En las concepciones que acabamos de exponer, y que no siempre son sencillas, se escucha no obstante un tema común. La filosofía, en ellas, es una orientación que, algunas veces, conduce mucho más allá de la experiencia cotidiana de la vida, y que en algunas ocasiones llega incluso a contradecirla. Se habla, pues, con aprecio de la función crítica y radicalizadora de la filosofía. Nos llama la atención el hecho de que se tracen de manera muy distinta los límites entre la experiencia cotidiana y la actitud filosófica (sentidos – entendimiento, preepistemológico – epistemológico, intelectual – racional, impersonal – personal), según el camino que cada filosofía emprende.

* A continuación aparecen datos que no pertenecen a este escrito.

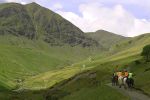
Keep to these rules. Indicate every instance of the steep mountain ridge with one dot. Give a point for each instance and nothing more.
(36, 22)
(105, 38)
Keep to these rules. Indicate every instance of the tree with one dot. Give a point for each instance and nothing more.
(146, 52)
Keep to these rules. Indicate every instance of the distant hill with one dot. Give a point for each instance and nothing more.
(36, 22)
(105, 38)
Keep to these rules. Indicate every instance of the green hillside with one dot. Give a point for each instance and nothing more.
(36, 22)
(84, 87)
(45, 57)
(106, 39)
(21, 58)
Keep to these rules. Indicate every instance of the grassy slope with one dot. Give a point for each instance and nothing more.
(128, 56)
(105, 38)
(104, 68)
(21, 58)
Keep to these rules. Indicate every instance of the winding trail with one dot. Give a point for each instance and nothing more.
(133, 94)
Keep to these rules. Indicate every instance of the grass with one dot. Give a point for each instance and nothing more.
(21, 58)
(80, 89)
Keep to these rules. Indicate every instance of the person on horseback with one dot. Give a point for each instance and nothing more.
(120, 78)
(130, 80)
(114, 79)
(125, 78)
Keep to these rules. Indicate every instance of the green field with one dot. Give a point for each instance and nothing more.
(40, 67)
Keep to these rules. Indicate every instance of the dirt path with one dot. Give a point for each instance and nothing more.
(133, 94)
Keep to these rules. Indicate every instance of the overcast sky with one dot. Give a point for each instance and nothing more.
(124, 17)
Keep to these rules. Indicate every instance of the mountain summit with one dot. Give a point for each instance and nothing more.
(36, 22)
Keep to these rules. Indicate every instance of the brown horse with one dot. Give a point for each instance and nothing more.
(114, 80)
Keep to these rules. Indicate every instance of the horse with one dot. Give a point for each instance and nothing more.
(130, 82)
(125, 83)
(120, 81)
(115, 80)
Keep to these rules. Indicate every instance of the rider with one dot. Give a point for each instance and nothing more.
(130, 78)
(126, 74)
(120, 76)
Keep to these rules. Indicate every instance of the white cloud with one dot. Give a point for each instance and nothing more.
(57, 6)
(116, 19)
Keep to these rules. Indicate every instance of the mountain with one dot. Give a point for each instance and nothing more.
(105, 38)
(36, 22)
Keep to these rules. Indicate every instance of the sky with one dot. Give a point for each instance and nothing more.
(124, 17)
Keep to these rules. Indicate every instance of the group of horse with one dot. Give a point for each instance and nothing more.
(122, 81)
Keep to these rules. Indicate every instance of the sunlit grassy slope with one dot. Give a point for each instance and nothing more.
(21, 58)
(105, 66)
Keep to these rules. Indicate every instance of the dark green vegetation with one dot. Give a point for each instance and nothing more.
(42, 54)
(36, 22)
(146, 52)
(106, 39)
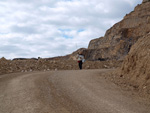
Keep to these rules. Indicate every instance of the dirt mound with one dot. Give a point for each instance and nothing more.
(119, 38)
(136, 66)
(11, 66)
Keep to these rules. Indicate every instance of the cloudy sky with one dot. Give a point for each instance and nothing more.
(48, 28)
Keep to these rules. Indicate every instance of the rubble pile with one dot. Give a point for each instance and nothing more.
(11, 66)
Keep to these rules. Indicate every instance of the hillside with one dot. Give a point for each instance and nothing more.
(119, 38)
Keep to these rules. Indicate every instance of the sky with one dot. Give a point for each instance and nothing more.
(49, 28)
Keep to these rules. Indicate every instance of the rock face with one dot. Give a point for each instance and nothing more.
(118, 39)
(136, 66)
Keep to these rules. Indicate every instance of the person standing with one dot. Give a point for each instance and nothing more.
(80, 59)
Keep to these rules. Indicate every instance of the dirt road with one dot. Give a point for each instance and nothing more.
(78, 91)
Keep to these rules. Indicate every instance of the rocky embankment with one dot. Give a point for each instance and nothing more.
(11, 66)
(119, 38)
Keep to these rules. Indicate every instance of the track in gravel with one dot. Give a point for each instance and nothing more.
(75, 91)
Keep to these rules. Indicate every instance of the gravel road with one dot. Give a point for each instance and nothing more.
(74, 91)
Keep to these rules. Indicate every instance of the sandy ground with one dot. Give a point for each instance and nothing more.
(74, 91)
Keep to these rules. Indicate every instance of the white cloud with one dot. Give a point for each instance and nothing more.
(47, 28)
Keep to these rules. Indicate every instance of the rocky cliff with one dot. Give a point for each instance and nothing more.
(119, 38)
(136, 66)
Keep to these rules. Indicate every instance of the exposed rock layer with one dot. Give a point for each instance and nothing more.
(118, 39)
(136, 66)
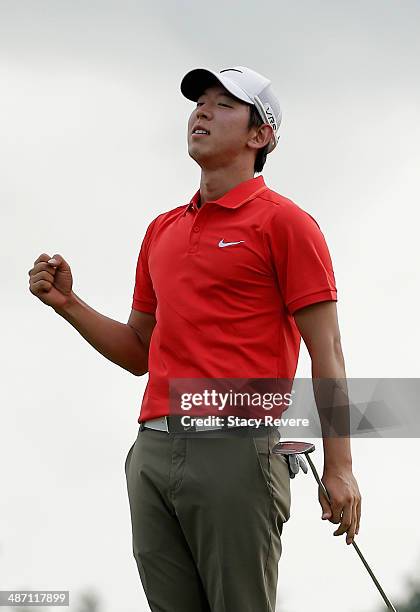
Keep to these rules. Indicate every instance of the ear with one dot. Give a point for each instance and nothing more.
(260, 137)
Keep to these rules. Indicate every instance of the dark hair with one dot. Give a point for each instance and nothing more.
(255, 121)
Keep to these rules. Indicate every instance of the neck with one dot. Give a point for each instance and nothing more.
(216, 182)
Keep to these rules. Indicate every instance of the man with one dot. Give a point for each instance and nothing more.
(226, 286)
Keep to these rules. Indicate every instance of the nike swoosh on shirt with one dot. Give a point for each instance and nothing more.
(222, 243)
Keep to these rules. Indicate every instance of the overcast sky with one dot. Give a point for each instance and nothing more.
(92, 147)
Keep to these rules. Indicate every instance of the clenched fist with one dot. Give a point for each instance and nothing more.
(51, 281)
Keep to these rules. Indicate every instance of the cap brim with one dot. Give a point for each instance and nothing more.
(196, 81)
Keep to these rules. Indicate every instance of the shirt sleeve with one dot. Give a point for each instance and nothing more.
(301, 259)
(144, 297)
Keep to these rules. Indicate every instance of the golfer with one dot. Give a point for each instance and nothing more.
(226, 286)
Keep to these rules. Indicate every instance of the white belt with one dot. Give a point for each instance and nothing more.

El peligro que algunas veces amenaza claramente, es el de alinearse de la experiencia cotidiana, en vez de dilucidar crítica y filosóficamente dicha experiencia. Y entonces, con su sistema, el filósofo queda al margen de la vida, como figura incomprendida, que no es capaz de hacer eficazmente su aportación al curso de la vida del hombre.
El retorno a la experiencia cotidiana
Sin embargo, podríamos ver claramente que también en los filósofos que hemos mencionado más arriba, por lo menos en algunos de ellos, pervive la conexión con la vida ordinaria. En el cuadro que Heidegger nos ofrece, hay – ¡qué duda cabe! – una posibilidad de ahondar la vida práctica, el vivir cotidiano. Pero esto hay que aplicarlo especialmente al pensamiento de Platón. Es verdad que, a veces, parece que su filosofía vuelve las espaldas a este mundo perecedero. Pero, no obstante, está haciendo que ese mundo reaparezca sin cesar en el horizonte.
En su diálogo Teteeto, Platón nos pinta algo de la alineación en que el filósofo puede caer con respecto al mundo. Y lo hace, contándonos la historia de Tales, el filósofo, que, embebido en sus pensamientos, iba mirando las estrellas y cayó en un pozo. Una esclava de Tracia, que lo presenció, se burlo del filósofo: la actitud de la vida simple. Y efectivamente.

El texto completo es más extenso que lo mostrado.